I’m not just talking about technical skills either. There are many other non-technical aspects of a remote workers’ day. Brushing up on these will be advantageous in terms of your overall success.
Here are the 5 steps I follow to becoming a better remote worker:
I’ve worked from home for a long time. Day-to-day, I take refuge in my office.
While there’s nothing wrong with heading out to a coffee shop now and then or working while you travel to a meeting, I’ve found that having a dedicated workspace makes me more efficient.
It’s easy as a remote worker to fall into the trap of “if I’m on my laptop, I’m working” state of mind. It’s all about output, and in my experience, if I don’t have a home office to take solace in, my output isn’t as good.
A safe-haven where you can shut out day to day noise will simply make you more productive (noise cancelling headphones can help here too).
Take advantage of the days where you can work in peace.
I’m a routine based person and I struggle when I break out of it. Having said that, working from home offers us an amazing level of flexibility.
I like to have a fairly strict routine with a few flexible elements. For instance:
A non-negotiable part of my week is four visits to the gym. I like to get there before my work day starts and I like to have my weekends for rest. That leaves me with four sessions to fit into five days before work.
In an ideal world, these sessions are Monday, Tuesday, Thursday and Friday. Usually possible, occasionally not. But because my routine has a little bend, if I have an early meeting on Tuesday, it’s not a problem to move that gym session to Wednesday.
A work from home routine is super important to add structure to your days. Make sure you have some room for flexibility in there too.

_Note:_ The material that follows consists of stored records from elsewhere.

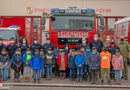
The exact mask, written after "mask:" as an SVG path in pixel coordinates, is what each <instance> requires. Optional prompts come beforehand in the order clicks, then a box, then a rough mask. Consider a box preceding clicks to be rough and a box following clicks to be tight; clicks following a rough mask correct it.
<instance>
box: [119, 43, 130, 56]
mask: <svg viewBox="0 0 130 90" xmlns="http://www.w3.org/2000/svg"><path fill="white" fill-rule="evenodd" d="M118 47H119V48H120V53H121V55H122V56H123V57H127V54H128V52H130V46H129V44H128V43H127V42H123V43H121V42H119V43H118Z"/></svg>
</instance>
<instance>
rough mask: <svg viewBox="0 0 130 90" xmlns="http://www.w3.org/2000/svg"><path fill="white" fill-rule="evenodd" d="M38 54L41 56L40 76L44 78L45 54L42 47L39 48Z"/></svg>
mask: <svg viewBox="0 0 130 90" xmlns="http://www.w3.org/2000/svg"><path fill="white" fill-rule="evenodd" d="M40 56H41V60H42V62H43V69H42V70H41V78H44V76H45V67H44V63H45V55H44V50H43V49H40Z"/></svg>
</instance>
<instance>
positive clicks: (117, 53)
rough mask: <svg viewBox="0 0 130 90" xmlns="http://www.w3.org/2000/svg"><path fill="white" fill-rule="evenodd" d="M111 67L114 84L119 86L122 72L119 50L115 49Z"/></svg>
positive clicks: (122, 62)
mask: <svg viewBox="0 0 130 90" xmlns="http://www.w3.org/2000/svg"><path fill="white" fill-rule="evenodd" d="M112 66H113V69H114V70H115V83H116V84H121V75H120V73H121V71H122V70H123V57H122V56H121V55H120V50H119V49H116V52H115V55H114V56H113V58H112Z"/></svg>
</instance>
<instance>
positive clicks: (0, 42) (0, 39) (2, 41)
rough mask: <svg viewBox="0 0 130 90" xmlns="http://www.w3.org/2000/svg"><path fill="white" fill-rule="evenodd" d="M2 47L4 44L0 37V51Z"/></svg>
mask: <svg viewBox="0 0 130 90" xmlns="http://www.w3.org/2000/svg"><path fill="white" fill-rule="evenodd" d="M3 48H5V45H4V44H3V39H2V38H0V53H1V51H2V49H3Z"/></svg>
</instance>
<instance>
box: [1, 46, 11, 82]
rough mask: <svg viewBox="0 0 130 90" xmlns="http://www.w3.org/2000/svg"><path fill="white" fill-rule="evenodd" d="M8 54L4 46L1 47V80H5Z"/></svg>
mask: <svg viewBox="0 0 130 90" xmlns="http://www.w3.org/2000/svg"><path fill="white" fill-rule="evenodd" d="M9 61H10V59H9V55H8V54H7V51H6V49H5V48H3V49H2V51H1V55H0V70H1V77H2V81H7V68H9Z"/></svg>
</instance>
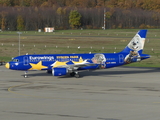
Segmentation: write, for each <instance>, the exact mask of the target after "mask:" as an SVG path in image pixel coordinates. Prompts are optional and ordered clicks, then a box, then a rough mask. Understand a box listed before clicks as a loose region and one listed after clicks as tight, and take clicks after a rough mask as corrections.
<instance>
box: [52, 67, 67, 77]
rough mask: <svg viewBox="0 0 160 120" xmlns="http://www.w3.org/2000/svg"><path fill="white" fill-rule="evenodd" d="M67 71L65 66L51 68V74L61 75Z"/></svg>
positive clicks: (66, 71) (61, 75)
mask: <svg viewBox="0 0 160 120" xmlns="http://www.w3.org/2000/svg"><path fill="white" fill-rule="evenodd" d="M67 73H68V70H67V68H53V69H52V74H53V76H62V75H66V74H67Z"/></svg>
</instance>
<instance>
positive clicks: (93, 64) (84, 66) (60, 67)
mask: <svg viewBox="0 0 160 120" xmlns="http://www.w3.org/2000/svg"><path fill="white" fill-rule="evenodd" d="M57 67H58V68H67V69H68V70H69V71H71V72H73V71H76V70H78V69H80V68H84V67H97V64H94V63H83V64H81V63H79V64H71V65H60V66H57Z"/></svg>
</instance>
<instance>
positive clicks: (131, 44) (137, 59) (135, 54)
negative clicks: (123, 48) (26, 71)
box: [124, 34, 144, 63]
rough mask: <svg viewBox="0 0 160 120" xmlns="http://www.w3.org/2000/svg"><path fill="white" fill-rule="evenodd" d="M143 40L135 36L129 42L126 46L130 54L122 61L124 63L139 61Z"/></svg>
mask: <svg viewBox="0 0 160 120" xmlns="http://www.w3.org/2000/svg"><path fill="white" fill-rule="evenodd" d="M143 46H144V40H142V39H141V37H140V36H139V35H138V34H136V35H135V36H134V38H133V39H132V40H131V42H130V43H129V44H128V48H130V49H131V51H130V53H129V54H128V55H127V56H126V57H125V59H124V61H125V62H126V63H131V62H137V61H140V60H141V59H140V55H139V51H140V50H142V49H143Z"/></svg>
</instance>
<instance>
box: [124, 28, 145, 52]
mask: <svg viewBox="0 0 160 120" xmlns="http://www.w3.org/2000/svg"><path fill="white" fill-rule="evenodd" d="M146 35H147V30H140V31H138V33H137V34H136V35H135V36H134V37H133V38H132V40H131V41H130V42H129V44H128V45H127V46H126V47H125V48H124V50H122V51H121V53H130V52H131V51H134V52H137V53H139V54H142V52H143V48H144V43H145V39H146Z"/></svg>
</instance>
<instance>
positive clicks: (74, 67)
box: [5, 30, 150, 78]
mask: <svg viewBox="0 0 160 120" xmlns="http://www.w3.org/2000/svg"><path fill="white" fill-rule="evenodd" d="M146 35H147V30H139V31H138V32H137V33H136V35H135V36H134V37H133V38H132V39H131V41H130V42H129V44H128V45H127V46H126V47H125V48H124V49H123V50H122V51H121V52H119V53H89V54H87V53H83V54H82V53H81V54H30V55H29V54H27V55H21V56H17V57H15V58H13V59H12V61H10V62H8V63H6V65H5V67H6V68H8V69H11V70H21V71H25V74H24V77H25V78H27V77H28V75H27V72H28V71H29V70H47V71H48V72H52V75H53V76H64V75H67V74H70V76H74V77H76V78H78V77H80V76H79V74H78V72H79V71H81V70H97V69H105V68H112V67H117V66H121V65H125V64H130V63H133V62H137V61H141V60H144V59H147V58H150V55H148V54H143V48H144V43H145V39H146Z"/></svg>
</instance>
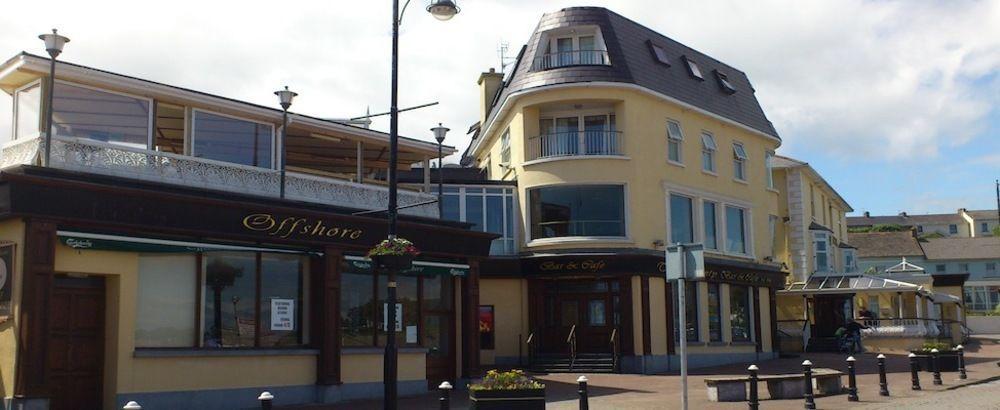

This goes without saying for any professional, but even more so for remote workers. We spend a lot of our time alone, removed from the typical workplace environment.
We’re deprived of those watercooler chats about the latest version of X or the newest update to Y. Industry conference visits are also often beyond a freelancers’ reach due to time or money constraints. It’s up to us to keep on top of what’s going on.
I make good use of Twitter to follow relevant accounts in the web development, web design and technology fields. I also like to set time aside to brush up on my coding skills when new techniques arise.
It’s paramount to stay relevant when becoming a better remote worker.
I’m not big on in-person networking. By this, I mean networking for networking’s sake. It’s always seemed forced to me.
In my opinion, a retained client, a word of mouth recommendation and a friend in a similar field are all better contacts than someone met for the first time at a local business gathering or an industry conference.
We’re remote workers, our catchment area is global – it’s important to be good at digital networking. Your portfolio website and social media accounts are all part of this. Make sure they properly portray you and the services you offer.
A networking aspect I focus on is simply doing a good job. If you do a good job, you will get more work. Whether it’s from the client themselves or someone they know. Be knowledgeable, be reliable, be personable.
Good remote workers stand out.
Last but not least my top tip for becoming a better remote worker. Do all you can to improve your communication skills.
It’s always nice to get positive feedback. I find it extra satisfying when a client praises my approach to project conversation. I’m often told that my personal, yet to the point style of communication is exactly what people are looking for in a remote worker.
In my opinion, this is what leads to me getting successfully hired and retained more than anything else.
Some basic action points I follow are:
- Take the time to write better emails.
- Speak more on the phone to clients.
- Utilise regular video chats.
- Show willing to meet in person when it suits both sides.
Good communication is an invaluable trait as a remote worker.